Password policy enforced via Terraform: min 8 chars, requires upper / lower / number / symbol; account recovery via verified email then verified phone.
Pre-token Lambda is idempotent and side-effect-free — Cognito retries on 5xx, so a non-idempotent claim source could double-write. The Lambda only reads.
JWKS cache TTL is 1 hour. Cognito publishes its rotation cadence in years; an hour is a safe upper bound for staleness with negligible memory cost.
Architecture
Authentication is a request-time path with strict latency budgets. The flow keeps the IdP off the hot path: Cognito issues, the pre-token Lambda enriches, the backend verifies locally with cached keys.
Workflow diagram
01
User authenticates
Frontend calls Cognito's hosted UI (Authorization Code + PKCE) or the InitiateAuth API directly with email and password. Cognito performs the credential check.
02
Pre-token Lambda enriches
On every token issuance Cognito invokes the pre-token-generation trigger, which looks up the user in the application database and overrides the outgoing JWT's claim set with role, tenant_id, and employee_id.
03
Cognito returns three tokens
ID token (identity), access token (authorization — sent to APIs), refresh token (5-day lifetime, used to obtain new access tokens without re-prompting credentials).
04
API call with bearer
Each request to the backend carries the access token in the Authorization header. The token is opaque to the network — verification is the consumer's responsibility.
05
Local RS256 verification
Backend reads the kid from the token header, looks up the matching public key in the cached JWKS, verifies the RS256 signature, then checks aud equals the app client id and exp is in the future.
06
Trust the claims
Once all four checks pass, the service treats role / tenant_id / employee_id as authoritative for that request — no further lookups needed.
Engineering decisions
Why RS256, not HS256
RS256 is asymmetric: Cognito signs with a private key, services verify with the corresponding public key from JWKS. Services never possess Cognito's signing key, so a compromised service can't forge tokens. HS256 is symmetric — services would need the shared secret, multiplying the attack surface.
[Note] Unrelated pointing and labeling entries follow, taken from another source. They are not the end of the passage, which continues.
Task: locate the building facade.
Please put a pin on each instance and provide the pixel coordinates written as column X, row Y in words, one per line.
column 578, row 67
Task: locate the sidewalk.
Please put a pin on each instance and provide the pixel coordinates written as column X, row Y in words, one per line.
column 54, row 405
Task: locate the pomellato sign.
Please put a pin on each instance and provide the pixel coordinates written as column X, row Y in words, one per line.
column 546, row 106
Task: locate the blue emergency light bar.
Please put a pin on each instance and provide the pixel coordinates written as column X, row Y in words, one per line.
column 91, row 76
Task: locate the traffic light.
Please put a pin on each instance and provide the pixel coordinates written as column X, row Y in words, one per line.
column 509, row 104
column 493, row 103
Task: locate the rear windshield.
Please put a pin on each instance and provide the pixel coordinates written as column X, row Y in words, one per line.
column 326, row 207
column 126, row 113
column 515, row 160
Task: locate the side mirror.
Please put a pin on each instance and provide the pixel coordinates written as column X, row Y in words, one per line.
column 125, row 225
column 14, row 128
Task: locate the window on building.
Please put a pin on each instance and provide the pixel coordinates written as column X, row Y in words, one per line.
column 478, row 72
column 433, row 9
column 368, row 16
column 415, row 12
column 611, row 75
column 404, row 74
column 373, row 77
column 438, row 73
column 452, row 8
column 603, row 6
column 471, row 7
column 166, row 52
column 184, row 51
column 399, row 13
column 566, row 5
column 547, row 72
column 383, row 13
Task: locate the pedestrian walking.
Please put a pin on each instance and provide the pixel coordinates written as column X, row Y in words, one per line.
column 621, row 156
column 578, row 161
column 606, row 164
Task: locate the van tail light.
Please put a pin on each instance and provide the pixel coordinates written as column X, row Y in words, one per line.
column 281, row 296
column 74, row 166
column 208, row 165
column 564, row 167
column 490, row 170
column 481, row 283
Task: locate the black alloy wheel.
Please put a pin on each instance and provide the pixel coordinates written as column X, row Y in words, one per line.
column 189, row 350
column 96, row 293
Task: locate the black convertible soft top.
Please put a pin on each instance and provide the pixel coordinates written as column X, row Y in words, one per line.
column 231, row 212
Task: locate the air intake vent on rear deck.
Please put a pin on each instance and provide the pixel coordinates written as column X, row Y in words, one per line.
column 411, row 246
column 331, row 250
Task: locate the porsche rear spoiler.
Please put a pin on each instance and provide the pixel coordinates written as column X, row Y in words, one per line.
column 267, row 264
Why a pre-token Lambda, not custom user attributes
Cognito custom user attributes (custom:role) are stored on the user record and only updated when the user record is mutated. The pre-token Lambda runs on every token issuance, so claims always reflect the current state of the source-of-truth database, not a stale snapshot.
Why JWKS caching with a 1-hour TTL
Cognito documents that key rotation happens infrequently and gives a long-lived JWKS endpoint. Caching for an hour means at most one extra Cognito call per service-process per hour — round-trip cost amortized to effectively zero. Without caching, JWKS would be fetched on every API call.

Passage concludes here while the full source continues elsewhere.